A record number of women are set to serve in the 117th U.S. Congress in 2021, according to the most recent data from The Center for American Women and Politics ,a unit of the Eagleton Institute of Politics at Rutgers University.

The center's associate director, Jean Sinzdak, noted at least 134 women will serve in the U.S. Congress in 2021, surpassing the previous record of 127 first set in 2019. According to the vote tallies known so far, 102 of those women are Democrats and 32 are Republicans, proving big gains for women in Congress.

Many states are still tabulating and collecting votes, leaving a handful of Senate and House races too close to call for now.

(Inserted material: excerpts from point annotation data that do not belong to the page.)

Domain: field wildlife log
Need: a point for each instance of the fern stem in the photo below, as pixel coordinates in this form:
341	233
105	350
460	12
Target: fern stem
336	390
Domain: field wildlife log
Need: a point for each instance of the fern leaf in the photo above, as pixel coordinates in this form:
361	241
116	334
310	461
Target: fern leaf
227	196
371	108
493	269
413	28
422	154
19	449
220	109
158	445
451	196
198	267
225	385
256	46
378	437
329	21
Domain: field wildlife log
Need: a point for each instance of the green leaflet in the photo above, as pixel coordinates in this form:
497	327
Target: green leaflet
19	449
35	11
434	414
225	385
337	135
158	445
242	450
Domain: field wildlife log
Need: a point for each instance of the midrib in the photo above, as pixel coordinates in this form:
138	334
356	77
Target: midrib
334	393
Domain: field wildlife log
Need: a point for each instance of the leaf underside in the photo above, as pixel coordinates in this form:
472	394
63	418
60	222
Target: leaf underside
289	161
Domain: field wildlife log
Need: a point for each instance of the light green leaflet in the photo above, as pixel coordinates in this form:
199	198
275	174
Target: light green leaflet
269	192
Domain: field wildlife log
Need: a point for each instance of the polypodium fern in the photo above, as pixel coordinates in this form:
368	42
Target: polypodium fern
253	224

Republican women are close to breaking their record of 25 House members, set in 2006. Democratic women fell short of their previous record of 89 female House members, set in 2019. But overall, the largest proportion of women serving are Democratic.

In New Jersey, female representation remains status quo with only two women serving in Congress in 2021. Those are Mikie Sherrill and Bonnie Watson Coleman, both Democrats.

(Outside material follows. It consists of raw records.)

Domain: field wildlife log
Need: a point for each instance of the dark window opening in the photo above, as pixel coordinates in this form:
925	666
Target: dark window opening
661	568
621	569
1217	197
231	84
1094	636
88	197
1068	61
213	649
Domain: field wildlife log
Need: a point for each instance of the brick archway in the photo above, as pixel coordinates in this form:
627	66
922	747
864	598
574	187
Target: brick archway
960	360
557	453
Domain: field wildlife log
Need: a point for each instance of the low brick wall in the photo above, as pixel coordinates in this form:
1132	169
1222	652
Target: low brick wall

To get more women interested in politics, Sinzdak said, the key is recruitment — more focus on getting women involved and keeping them more involved in politics. It'll take supporting them as much as possible, she said, and there are plenty of women who are ready and willing to jump into races.

"I would urge the political parties to keep recruiting women," Sinzdak said. "We were encouraged of this progress particularly for Republican women in Congress because we can't get to parity unless we have women on both sides of the aisle increasing their numbers."